Scikit-learn API
BINNClassifier
Bases: BaseEstimator
, ClassifierMixin
A sci-kit learn wrapper for the BINN.
Args:
pathways : Network, optional
The network architecture to use for the classifier. If None, a default
architecture will be used. Default is None.
activation : str, optional
The activation function to use for the classifier. Default is 'tanh'.
weight : torch.Tensor, optional
The weight to assign to each class. Default is torch.Tensor([1, 1]).
learning_rate : float, optional
The learning rate for the optimizer. Default is 1e-4.
n_layers : int, optional
The number of layers in the network architecture. Default is 4.
scheduler : str, optional
The scheduler to use for the optimizer. Default is 'plateau'.
optimizer : str, optional
The optimizer to use for training. Default is 'adam'.
n_outputs : int, optional
The number of outputs of the network architecture.
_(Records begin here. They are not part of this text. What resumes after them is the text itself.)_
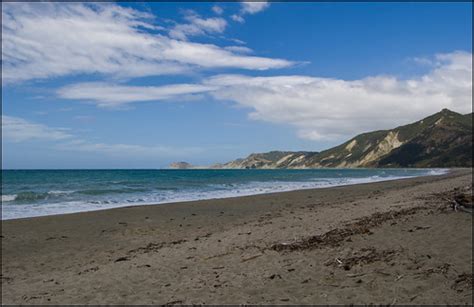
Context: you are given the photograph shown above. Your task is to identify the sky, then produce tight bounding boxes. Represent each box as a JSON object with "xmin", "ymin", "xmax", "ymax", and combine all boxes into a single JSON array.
[{"xmin": 2, "ymin": 2, "xmax": 472, "ymax": 169}]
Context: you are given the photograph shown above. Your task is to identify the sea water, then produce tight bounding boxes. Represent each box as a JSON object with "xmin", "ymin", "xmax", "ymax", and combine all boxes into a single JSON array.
[{"xmin": 1, "ymin": 169, "xmax": 446, "ymax": 219}]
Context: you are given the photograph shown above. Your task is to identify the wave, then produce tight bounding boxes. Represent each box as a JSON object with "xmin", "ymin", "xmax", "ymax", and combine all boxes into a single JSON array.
[
  {"xmin": 2, "ymin": 194, "xmax": 16, "ymax": 202},
  {"xmin": 2, "ymin": 169, "xmax": 448, "ymax": 220}
]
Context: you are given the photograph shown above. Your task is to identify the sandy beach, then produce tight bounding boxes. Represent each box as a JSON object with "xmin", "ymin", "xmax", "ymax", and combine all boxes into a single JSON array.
[{"xmin": 2, "ymin": 169, "xmax": 473, "ymax": 304}]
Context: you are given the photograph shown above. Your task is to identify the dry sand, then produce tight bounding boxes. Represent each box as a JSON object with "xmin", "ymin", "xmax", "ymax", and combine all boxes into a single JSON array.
[{"xmin": 2, "ymin": 169, "xmax": 473, "ymax": 304}]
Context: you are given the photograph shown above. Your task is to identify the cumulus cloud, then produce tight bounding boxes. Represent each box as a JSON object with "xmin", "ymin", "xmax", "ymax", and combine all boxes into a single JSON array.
[
  {"xmin": 2, "ymin": 115, "xmax": 72, "ymax": 143},
  {"xmin": 59, "ymin": 52, "xmax": 472, "ymax": 140},
  {"xmin": 58, "ymin": 82, "xmax": 216, "ymax": 108},
  {"xmin": 225, "ymin": 46, "xmax": 253, "ymax": 53},
  {"xmin": 205, "ymin": 52, "xmax": 472, "ymax": 140},
  {"xmin": 169, "ymin": 11, "xmax": 227, "ymax": 40},
  {"xmin": 230, "ymin": 1, "xmax": 270, "ymax": 23},
  {"xmin": 2, "ymin": 3, "xmax": 293, "ymax": 83},
  {"xmin": 241, "ymin": 1, "xmax": 270, "ymax": 14},
  {"xmin": 212, "ymin": 5, "xmax": 224, "ymax": 15}
]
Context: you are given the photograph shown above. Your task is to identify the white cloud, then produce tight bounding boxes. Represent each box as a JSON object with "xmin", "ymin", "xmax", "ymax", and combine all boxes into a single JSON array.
[
  {"xmin": 2, "ymin": 115, "xmax": 72, "ymax": 142},
  {"xmin": 58, "ymin": 82, "xmax": 216, "ymax": 108},
  {"xmin": 224, "ymin": 46, "xmax": 253, "ymax": 53},
  {"xmin": 205, "ymin": 52, "xmax": 472, "ymax": 140},
  {"xmin": 212, "ymin": 5, "xmax": 224, "ymax": 15},
  {"xmin": 241, "ymin": 1, "xmax": 270, "ymax": 14},
  {"xmin": 230, "ymin": 1, "xmax": 270, "ymax": 23},
  {"xmin": 2, "ymin": 3, "xmax": 293, "ymax": 83},
  {"xmin": 230, "ymin": 14, "xmax": 245, "ymax": 23},
  {"xmin": 169, "ymin": 11, "xmax": 227, "ymax": 40}
]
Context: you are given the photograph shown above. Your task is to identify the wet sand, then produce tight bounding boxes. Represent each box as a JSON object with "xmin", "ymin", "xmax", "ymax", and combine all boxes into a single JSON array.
[{"xmin": 1, "ymin": 169, "xmax": 473, "ymax": 304}]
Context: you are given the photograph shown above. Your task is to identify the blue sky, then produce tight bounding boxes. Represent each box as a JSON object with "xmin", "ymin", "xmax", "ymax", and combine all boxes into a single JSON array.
[{"xmin": 2, "ymin": 2, "xmax": 472, "ymax": 168}]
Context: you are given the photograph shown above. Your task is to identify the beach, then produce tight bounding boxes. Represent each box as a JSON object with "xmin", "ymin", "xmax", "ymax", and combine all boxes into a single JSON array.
[{"xmin": 2, "ymin": 169, "xmax": 473, "ymax": 304}]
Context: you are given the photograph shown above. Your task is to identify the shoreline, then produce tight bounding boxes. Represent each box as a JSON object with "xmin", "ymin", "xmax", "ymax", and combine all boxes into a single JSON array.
[
  {"xmin": 1, "ymin": 168, "xmax": 450, "ymax": 221},
  {"xmin": 2, "ymin": 169, "xmax": 472, "ymax": 304}
]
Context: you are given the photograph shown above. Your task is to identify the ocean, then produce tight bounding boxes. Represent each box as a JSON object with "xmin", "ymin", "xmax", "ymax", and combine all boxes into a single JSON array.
[{"xmin": 1, "ymin": 169, "xmax": 446, "ymax": 220}]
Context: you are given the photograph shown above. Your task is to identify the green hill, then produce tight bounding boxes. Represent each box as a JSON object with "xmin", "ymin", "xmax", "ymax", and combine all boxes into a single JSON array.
[{"xmin": 214, "ymin": 109, "xmax": 472, "ymax": 168}]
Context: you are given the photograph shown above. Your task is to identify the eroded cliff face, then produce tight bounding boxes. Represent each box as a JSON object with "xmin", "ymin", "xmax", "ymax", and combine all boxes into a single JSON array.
[{"xmin": 172, "ymin": 109, "xmax": 472, "ymax": 169}]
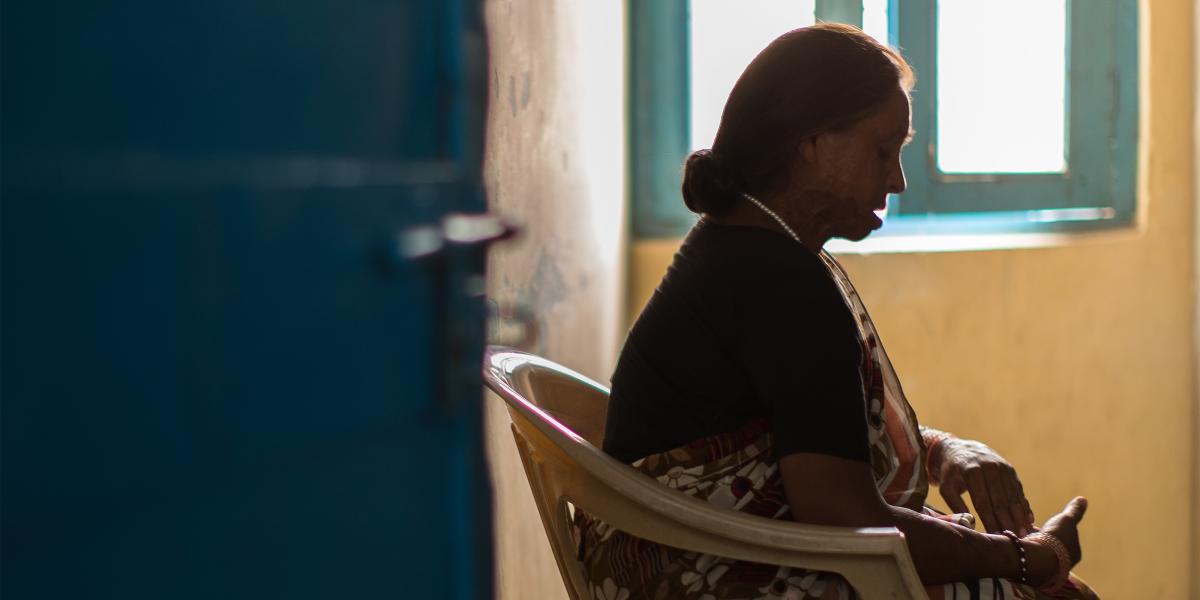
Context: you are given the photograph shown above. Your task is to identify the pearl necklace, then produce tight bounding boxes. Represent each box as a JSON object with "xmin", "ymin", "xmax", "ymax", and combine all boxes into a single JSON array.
[{"xmin": 742, "ymin": 192, "xmax": 804, "ymax": 246}]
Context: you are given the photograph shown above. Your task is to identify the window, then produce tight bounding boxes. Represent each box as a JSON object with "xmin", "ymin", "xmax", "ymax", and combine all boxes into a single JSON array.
[{"xmin": 629, "ymin": 0, "xmax": 1138, "ymax": 243}]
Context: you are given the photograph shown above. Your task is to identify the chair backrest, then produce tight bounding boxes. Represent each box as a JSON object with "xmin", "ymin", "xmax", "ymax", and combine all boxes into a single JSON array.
[{"xmin": 484, "ymin": 347, "xmax": 928, "ymax": 600}]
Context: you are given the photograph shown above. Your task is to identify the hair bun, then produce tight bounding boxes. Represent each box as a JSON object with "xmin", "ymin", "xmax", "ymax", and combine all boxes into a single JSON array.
[{"xmin": 683, "ymin": 148, "xmax": 740, "ymax": 215}]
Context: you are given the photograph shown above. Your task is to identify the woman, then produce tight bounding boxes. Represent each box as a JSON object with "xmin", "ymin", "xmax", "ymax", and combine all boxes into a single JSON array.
[{"xmin": 580, "ymin": 24, "xmax": 1096, "ymax": 600}]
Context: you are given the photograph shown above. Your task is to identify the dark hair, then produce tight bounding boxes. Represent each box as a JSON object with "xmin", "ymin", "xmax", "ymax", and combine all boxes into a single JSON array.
[{"xmin": 683, "ymin": 23, "xmax": 914, "ymax": 215}]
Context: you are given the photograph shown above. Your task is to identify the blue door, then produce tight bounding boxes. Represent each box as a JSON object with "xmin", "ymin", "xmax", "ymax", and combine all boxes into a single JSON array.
[{"xmin": 0, "ymin": 0, "xmax": 500, "ymax": 600}]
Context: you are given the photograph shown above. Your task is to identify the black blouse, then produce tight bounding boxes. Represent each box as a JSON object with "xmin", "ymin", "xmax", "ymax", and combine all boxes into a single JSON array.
[{"xmin": 604, "ymin": 220, "xmax": 870, "ymax": 462}]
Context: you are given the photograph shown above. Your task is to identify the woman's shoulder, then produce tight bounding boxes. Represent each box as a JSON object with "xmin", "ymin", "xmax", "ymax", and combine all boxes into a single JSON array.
[{"xmin": 676, "ymin": 218, "xmax": 828, "ymax": 278}]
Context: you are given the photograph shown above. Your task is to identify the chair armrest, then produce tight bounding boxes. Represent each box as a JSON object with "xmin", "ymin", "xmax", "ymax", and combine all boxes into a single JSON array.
[{"xmin": 514, "ymin": 415, "xmax": 928, "ymax": 600}]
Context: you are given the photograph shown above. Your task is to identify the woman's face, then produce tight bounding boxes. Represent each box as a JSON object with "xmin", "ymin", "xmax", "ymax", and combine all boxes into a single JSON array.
[{"xmin": 796, "ymin": 86, "xmax": 911, "ymax": 241}]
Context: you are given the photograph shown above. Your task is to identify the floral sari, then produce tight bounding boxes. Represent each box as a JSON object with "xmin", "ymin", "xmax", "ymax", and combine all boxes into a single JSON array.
[{"xmin": 576, "ymin": 252, "xmax": 1097, "ymax": 600}]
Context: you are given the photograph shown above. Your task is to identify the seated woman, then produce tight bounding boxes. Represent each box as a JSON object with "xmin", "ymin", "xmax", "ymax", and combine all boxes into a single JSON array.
[{"xmin": 580, "ymin": 24, "xmax": 1096, "ymax": 600}]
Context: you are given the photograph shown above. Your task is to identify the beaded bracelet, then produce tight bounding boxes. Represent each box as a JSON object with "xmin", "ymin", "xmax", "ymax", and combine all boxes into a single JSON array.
[
  {"xmin": 1025, "ymin": 532, "xmax": 1070, "ymax": 593},
  {"xmin": 1000, "ymin": 529, "xmax": 1030, "ymax": 583}
]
Default is 2.
dropout : float, optional
The dropout rate to use for the classifier. Default is 0.
residual : bool, optional
Whether to use residual connections in the network architecture.
Default is False.
threads : int, optional
The number of threads to use for data loading. Default is 1.
epochs : int, optional
The number of epochs to train the classifier for. Default is 100.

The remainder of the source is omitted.